Qu’il semble ardu d’exister dans l’ombre des géants que sont Pixar, Dreamworks et cette frange de studios de moindre envergure qui, en dépit de moyens plus limités, illuminent le cinéma de leur intelligence créative. Une façon de dire qu’il est possible de s’y faire une place, à raison de plus si vous possédez la force de frappe d’une production estampillée Columbia/Sony Pictures : mais, comme bien souvent, la quantité est rarement un gage de qualité…
À première vue, Open Season pouvait y aller de son petit effet : c’est-à-dire de maintenir l’illusion, surtout via un humour omniprésent, composant par voie de fait un divertissement sympathique à l’ambiance bon enfant. Néanmoins, le temps fini par passer, et les exemples de réussites (de tous bords) se multiplient : il devient alors évident que, n’en déplaise à des souvenirs complaisants, le long-métrage de Roger Allers et Jill Culton n’est en rien une œuvre louable.

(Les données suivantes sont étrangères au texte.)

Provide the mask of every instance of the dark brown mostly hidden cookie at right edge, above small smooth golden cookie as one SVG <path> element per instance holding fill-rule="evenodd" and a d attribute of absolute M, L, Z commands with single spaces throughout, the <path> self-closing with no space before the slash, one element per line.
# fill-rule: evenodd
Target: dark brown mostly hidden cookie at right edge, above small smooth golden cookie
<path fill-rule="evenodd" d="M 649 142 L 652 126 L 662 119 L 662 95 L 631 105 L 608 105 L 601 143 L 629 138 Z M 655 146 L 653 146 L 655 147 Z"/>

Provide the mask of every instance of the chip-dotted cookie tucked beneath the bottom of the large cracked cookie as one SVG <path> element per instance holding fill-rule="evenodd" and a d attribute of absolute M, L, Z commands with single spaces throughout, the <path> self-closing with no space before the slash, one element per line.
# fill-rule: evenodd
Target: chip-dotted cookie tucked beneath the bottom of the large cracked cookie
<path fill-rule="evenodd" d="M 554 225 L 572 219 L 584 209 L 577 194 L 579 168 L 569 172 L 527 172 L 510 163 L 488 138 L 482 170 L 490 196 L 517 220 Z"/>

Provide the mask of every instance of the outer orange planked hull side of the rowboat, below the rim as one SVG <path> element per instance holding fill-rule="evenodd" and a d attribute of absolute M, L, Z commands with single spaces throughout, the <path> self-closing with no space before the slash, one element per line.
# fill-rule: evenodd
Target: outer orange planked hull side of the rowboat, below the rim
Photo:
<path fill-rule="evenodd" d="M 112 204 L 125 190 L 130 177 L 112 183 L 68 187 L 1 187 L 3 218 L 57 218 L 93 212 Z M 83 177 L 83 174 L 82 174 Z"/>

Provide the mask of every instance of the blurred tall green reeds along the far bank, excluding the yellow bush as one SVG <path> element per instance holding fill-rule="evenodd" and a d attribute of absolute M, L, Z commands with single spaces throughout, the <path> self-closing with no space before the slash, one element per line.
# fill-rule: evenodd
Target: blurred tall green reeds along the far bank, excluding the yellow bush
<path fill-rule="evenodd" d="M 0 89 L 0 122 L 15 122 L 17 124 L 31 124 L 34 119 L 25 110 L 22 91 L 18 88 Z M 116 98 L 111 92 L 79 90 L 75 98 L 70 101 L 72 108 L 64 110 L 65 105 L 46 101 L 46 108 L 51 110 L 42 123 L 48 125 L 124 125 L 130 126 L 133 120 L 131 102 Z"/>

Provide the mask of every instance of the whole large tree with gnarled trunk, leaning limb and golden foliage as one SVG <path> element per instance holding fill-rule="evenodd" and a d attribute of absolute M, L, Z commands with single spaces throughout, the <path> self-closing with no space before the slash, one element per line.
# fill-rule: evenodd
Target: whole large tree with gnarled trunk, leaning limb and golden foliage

Non pas qu’il faille lui jeter la pierre, les tribulations de Boog et Elliot demeurant délurées et sans prise de tête, mais l’évidence s’impose d’elle-même : c’est sacrément pauvre, et ce sur tous les plans. Le regard paradoxalement attiré par sa ribambelle de décors appauvris, pour ne pas dire dénudés, son animation au rabais saute littéralement aux yeux : le design résolument cartoonesque de ses personnages est certes amusant, mais convenons que c’est bien peu, d’autant qu’Open Season a cette fâcheuse tendance à trop en faire pour sauver la face.
Sans envergure d’aucune sorte, ses principales prétentions pourraient donc résider dans son « choc des cultures », soit l’énième rencontre entre le monde humain et celui sauvage : avec pour socle commun le balourd Boog, pas aidé par le doublage rébarbatif de Martin Lawrence, cette intrigue aurait pu s’en sortir davantage si elle n’avait pas autant repompé les fondations d’un certain Shrek. Le mimétisme vis-à-vis de sa rencontre (et le duo qu’il formera) avec l’Âne, ainsi que la trame autour de son appartenance à un univers qu’il rejette en bloc, est tel qu’il est impossible d’attribuer à Open Season toute once de fraîcheur.
Vivant et mourrant au rythme de ses facéties sans garde-fous, ce long-métrage pesant (tout de même) 85 millions de dollars paraît bien creux : si les plus jeunes y trouveront peut-être leur compte, il n’en ira pas de même pour les spectateurs plus (ou moins) avertis, lassitude et autres sourires résignés faisant rapidement leur nid dans ce gloubi-boulga prévisible de bout en bout. Il va donc sans dire que nous nous épargnerons la peine de découvrir ses suites, toutes sorties (ô surprise) directement en vidéo.